Embrassez mon orteil et taisez-vous ! Silence !
La face adverse,
Le vis-à-vis
Réplique : – À votre gré ! Chaussette n'est point un habit
Et ne vaut point notre semelle,
Ce n'est rien qu'une bagatelle
Pour la pantoufle et la chaussure !
Toiles d'araignée et fils purs !
Et le pied les écoutes et, lui, fait ce qu'il veut :
Il les piétine tous les deux.
(p. 98-99 de L'Anthologie de la poésie yiddish de Charles Dobzynski)
"Des hommes ! Nous transperçons des hommes !" dit la baïonnette.
Mais voilà que l'aiguille se met à rire,
et peut-être rit-elle encore aujourd'hui.
On entend ha et hi et ho ho ho.
"Lorsque je transperce le tissu, un point, puis l'autre, hop—
Je fabrique une chemise, une manche, une robe, un ourlet.
Mais des hommes, vous pouvez en transpercer à jamais, que pourrez-vous en créer ?"
["People ! We stab people !" says the bayonet.
But now the needle starts to laugh,
and it may still be laughing yet.
With ha and hee and ho ho ho.
"When I pierce linen, one stitch, and the another, lo—
I make a shirt, a sleeve, a dress, a hem.
But people you can pierce forever, what will you create from them ?"]

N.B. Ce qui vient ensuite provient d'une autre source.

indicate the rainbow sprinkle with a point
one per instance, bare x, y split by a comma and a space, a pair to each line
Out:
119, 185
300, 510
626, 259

The Bayonet and the Needle (La Baïonnette et l'aiguille), p. 23
« Miroir, miroir, ne te tourmente pas. »
dit l'ange ; son sourire est affable et bienveillant.
« En effet, tu semble peindre plutôt bien et tu suis toutes les règles,
Mais ce n'est pas assez. Puisque tu es un artiste, miroir, montre moi les rêves. »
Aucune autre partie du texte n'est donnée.